Flow chart of our method of bounding the guessing probability.

The first Quantum Key Distribution (QKD) protocol has been proposed by Bennett and Brassard in 1984. Since then, the security of QKD has always been the central issue in the quantum cryptographic field. Trace distance is a very important security criterion. It provides the universal composable security, which can guarantee the security of key regardless of its application such as one-time pad (OTP). This is why many studies choose trace distance for the security criterion.

In a classical practical cryptosystem, the impact of guessing probability on security is very important. Specifically, the key generated by the QKD protocol is not based on the presumed hardness of mathematical problems; thus, the eavesdropper Eve can only guess the final key via the measurement result of her probe. The guessing probability intuitively describes the probability that Eve can correctly guess the final key, which can reflect the number of guesses that Eve requires to obtain the final key.

They have been few studies on the guessing probability of QKD. Because there are more rigorous security criterions, such as the trace distance, which gives the composable security. This makes the theoretical foundation for security of QKD crucially important. However, in the real application of QKD projects, customers often ask the question of guessing probability. The existing prior art results cannot give them a satisfactory upper bound. Consequently, some people questioned the security of QKD by relying on the prior art results of guessing probability. For example, according to the existing result, the guessing probability of the ε-secure key is approximately 10−9 if ε is approximately 10−9. From the perspective of guessing probability, the security of the value 10−9 is equivalent to that of a 30 perfect bits. The existing classical computer systems can easily crack such key. In practice, it is not unusual to request a much smaller guessing probability such as 10−100 or 10−1000. Therefore, it is beneficial to find a more tightened upper bound of guessing probability.

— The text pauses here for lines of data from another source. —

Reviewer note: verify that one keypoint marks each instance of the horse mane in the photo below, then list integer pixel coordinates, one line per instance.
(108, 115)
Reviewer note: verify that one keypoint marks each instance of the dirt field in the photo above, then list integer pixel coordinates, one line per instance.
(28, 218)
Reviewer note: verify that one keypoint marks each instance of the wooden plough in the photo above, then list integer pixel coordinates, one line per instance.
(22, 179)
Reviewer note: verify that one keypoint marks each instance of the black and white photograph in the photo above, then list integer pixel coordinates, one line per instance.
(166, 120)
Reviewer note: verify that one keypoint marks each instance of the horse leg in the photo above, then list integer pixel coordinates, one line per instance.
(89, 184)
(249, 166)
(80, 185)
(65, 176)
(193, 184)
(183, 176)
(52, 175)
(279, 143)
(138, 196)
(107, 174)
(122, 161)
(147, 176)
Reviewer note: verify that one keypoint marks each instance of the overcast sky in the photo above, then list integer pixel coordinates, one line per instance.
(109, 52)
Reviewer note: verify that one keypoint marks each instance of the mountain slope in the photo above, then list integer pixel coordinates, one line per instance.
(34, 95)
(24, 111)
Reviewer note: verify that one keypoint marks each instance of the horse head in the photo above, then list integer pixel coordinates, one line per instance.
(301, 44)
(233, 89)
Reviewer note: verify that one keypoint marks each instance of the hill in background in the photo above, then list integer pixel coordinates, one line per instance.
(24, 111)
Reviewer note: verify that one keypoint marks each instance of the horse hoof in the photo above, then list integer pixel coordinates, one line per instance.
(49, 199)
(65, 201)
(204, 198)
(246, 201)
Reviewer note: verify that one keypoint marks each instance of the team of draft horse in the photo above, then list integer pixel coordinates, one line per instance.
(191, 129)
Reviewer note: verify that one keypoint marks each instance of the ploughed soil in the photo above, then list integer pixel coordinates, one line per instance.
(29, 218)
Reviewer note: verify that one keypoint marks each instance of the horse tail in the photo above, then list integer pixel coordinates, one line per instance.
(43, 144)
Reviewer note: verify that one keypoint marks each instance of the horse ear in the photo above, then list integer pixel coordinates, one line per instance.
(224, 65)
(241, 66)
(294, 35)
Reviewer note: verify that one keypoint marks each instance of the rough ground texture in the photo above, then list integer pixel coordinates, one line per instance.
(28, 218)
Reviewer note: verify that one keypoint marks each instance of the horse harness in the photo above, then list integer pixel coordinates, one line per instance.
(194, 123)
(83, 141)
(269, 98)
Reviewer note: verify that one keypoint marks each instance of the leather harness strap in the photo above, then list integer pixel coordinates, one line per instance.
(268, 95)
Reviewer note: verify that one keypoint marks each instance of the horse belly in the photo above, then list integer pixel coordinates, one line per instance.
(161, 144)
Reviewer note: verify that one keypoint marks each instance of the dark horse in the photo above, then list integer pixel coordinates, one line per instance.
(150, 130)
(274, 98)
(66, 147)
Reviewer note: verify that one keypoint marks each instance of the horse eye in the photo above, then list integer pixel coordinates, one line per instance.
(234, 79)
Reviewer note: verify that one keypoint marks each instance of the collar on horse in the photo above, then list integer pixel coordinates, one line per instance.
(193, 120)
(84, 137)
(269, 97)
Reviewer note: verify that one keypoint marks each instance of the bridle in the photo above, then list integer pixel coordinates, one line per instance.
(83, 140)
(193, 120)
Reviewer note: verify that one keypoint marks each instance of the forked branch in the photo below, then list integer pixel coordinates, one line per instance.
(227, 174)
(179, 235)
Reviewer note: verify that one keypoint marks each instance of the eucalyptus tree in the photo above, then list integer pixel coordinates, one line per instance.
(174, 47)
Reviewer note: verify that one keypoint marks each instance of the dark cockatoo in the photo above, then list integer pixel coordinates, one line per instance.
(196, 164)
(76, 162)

On the basis of the existing trace distance result, the researchers have presented a simple and efficient method to tighten the upper bound of the guessing probability. The guessing probability of the final key k can be upper bounded by the guessing probability of another key 𝐤′, if 𝐤′ can be mapped from the final key k. Compared with the known methods, their result is more tightened by thousands of orders of magnitude. For example, given a 10−9-secure key from the sifted key, the upper bound of the guessing probability obtained using our method is 2 × 10−3277. This value is smaller than the existing result 10−9 by more than 3000 orders of magnitude.

Their result shows that from the perspective of guessing probability, the performance of the existing trace distance security is actually much better than what was assumed in the past.

The study has been published in Nature npj.